We observe that the E-units are now 48 and the speedup also increases for the accelerated code. The offload regions remain compute-bound (Figure 4).
Figure 4. Summary of Offload Advisor for 2x more E-units than baseline
Since the offloaded regions are compute-bound, we further increase the E-units by setting EU_count_multiplier=4 in the toml file. It uses 96 E-units. We rerun the analysis as follows:
We observe that the speedup increases. However, the offloaded regions are now L3 bandwidth-bound (Figure 5).
Figure 5. Summary of Offload Advisor for 4x more E-units than baseline
We want to increase the speedup by setting EU_count_multiplier=6. Because the offloaded regions are now L3 bandwidth-bound, increasing the number of E-units doesn’t help (Figure 6). The speedup of accelerated code remains the same. We rerun the analysis, which creates a folder named m0003 in the perf_models folder.
Figure 6. Summary of Offload Advisor for 6x more implementation units than baseline
Next, we focus on increasing L3 bandwidth in the scalers.toml file.
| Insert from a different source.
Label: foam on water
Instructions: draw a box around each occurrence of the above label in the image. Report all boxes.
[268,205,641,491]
We can do this by setting L3_bandwidth_multiplier=2. We keep the other parameters the same and rerun the analysis.
In the reports.html file, we can see that L3 bandwidth jumps from 220.8 Gbps to 441.6 Gbps, and speedup also increases. However, the offloaded regions remain L3 bandwidth-bound (Figure 7).
Figure 7. Summary of Offload Advisor for 6x more E-units and 2x higher L3 bandwidth
Since the offloaded regions are still L3 bandwidth-bound, we increase L3 bandwidth to see the effect and rerun the analysis phase as before. This didn’t change the speedup. Interestingly, it makes the offloaded regions compute-bound again. This is shown in Figure 8, where we see that the L3 bandwidth is now 1.1 Tbps but there is no change in the speedup.
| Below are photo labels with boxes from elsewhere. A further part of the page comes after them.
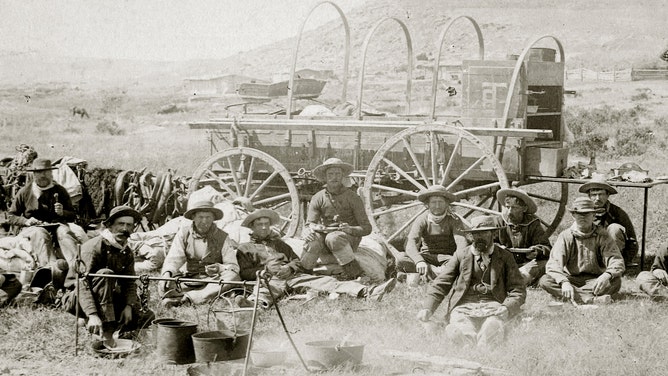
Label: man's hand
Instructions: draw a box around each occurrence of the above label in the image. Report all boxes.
[53,202,63,215]
[415,261,429,275]
[416,308,432,322]
[561,281,575,300]
[118,305,132,325]
[26,217,42,226]
[652,269,668,285]
[494,305,508,320]
[276,265,293,279]
[594,273,612,295]
[86,315,102,336]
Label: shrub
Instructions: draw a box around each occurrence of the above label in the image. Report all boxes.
[95,120,125,136]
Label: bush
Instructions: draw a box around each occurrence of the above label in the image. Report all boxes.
[95,120,125,136]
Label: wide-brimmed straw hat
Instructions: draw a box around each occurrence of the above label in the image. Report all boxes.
[312,158,354,181]
[568,197,605,213]
[241,209,281,228]
[496,188,538,214]
[26,158,58,172]
[578,180,617,195]
[183,201,223,221]
[463,215,500,232]
[104,205,142,227]
[418,184,459,204]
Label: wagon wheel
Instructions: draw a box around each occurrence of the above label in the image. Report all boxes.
[362,124,509,242]
[518,181,568,236]
[188,147,299,236]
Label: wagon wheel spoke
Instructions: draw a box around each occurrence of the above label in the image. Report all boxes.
[227,156,243,196]
[244,157,255,197]
[188,147,300,236]
[440,137,462,186]
[401,138,429,185]
[362,124,509,244]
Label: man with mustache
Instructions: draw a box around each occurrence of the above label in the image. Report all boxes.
[417,216,526,347]
[495,188,552,286]
[578,180,638,267]
[60,206,155,342]
[7,158,79,288]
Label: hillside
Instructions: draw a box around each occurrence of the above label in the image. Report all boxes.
[0,0,668,87]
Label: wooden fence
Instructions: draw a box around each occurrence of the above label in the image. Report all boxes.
[566,68,668,82]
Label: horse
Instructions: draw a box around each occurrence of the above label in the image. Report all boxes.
[72,106,90,119]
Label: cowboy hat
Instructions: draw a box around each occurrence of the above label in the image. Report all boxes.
[26,158,58,172]
[311,158,354,181]
[578,180,617,195]
[463,215,501,232]
[568,197,605,213]
[241,209,280,228]
[103,205,142,227]
[418,184,459,204]
[183,201,223,221]
[496,188,538,214]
Figure 8. Summary of Offload Advisor for 6x more E-units and 5x higher L3 bandwidth
Again, we increase E-units by setting EU_count_multiplier=8 and rerun the experiment. This shows a speedup, but the offloaded regions are now mostly memory-bound (Figure 9).
Figure 9. Summary of Offload Advisor for 8x E-units units and 5x L3 bandwidth
Finally, we increase the memory bandwidth by setting Memory_bandwidth=360000000000 in the toml file and rerun the experiment keeping other parameters the same. As shown in Figure 10, this setting increases the speedup of accelerated code a little. Notably, the offloaded regions are now compute-bound again.
Figure 10. Summary of Offload Advisor for 8x E-units units, 5x L3 bandwidth, and 15x memory bandwidth
Conclusion
The Offload Advisor feature of Intel Advisor can help you speed-up the performance of your application on target devices, both present and future, with many options to explore different GPU configurations.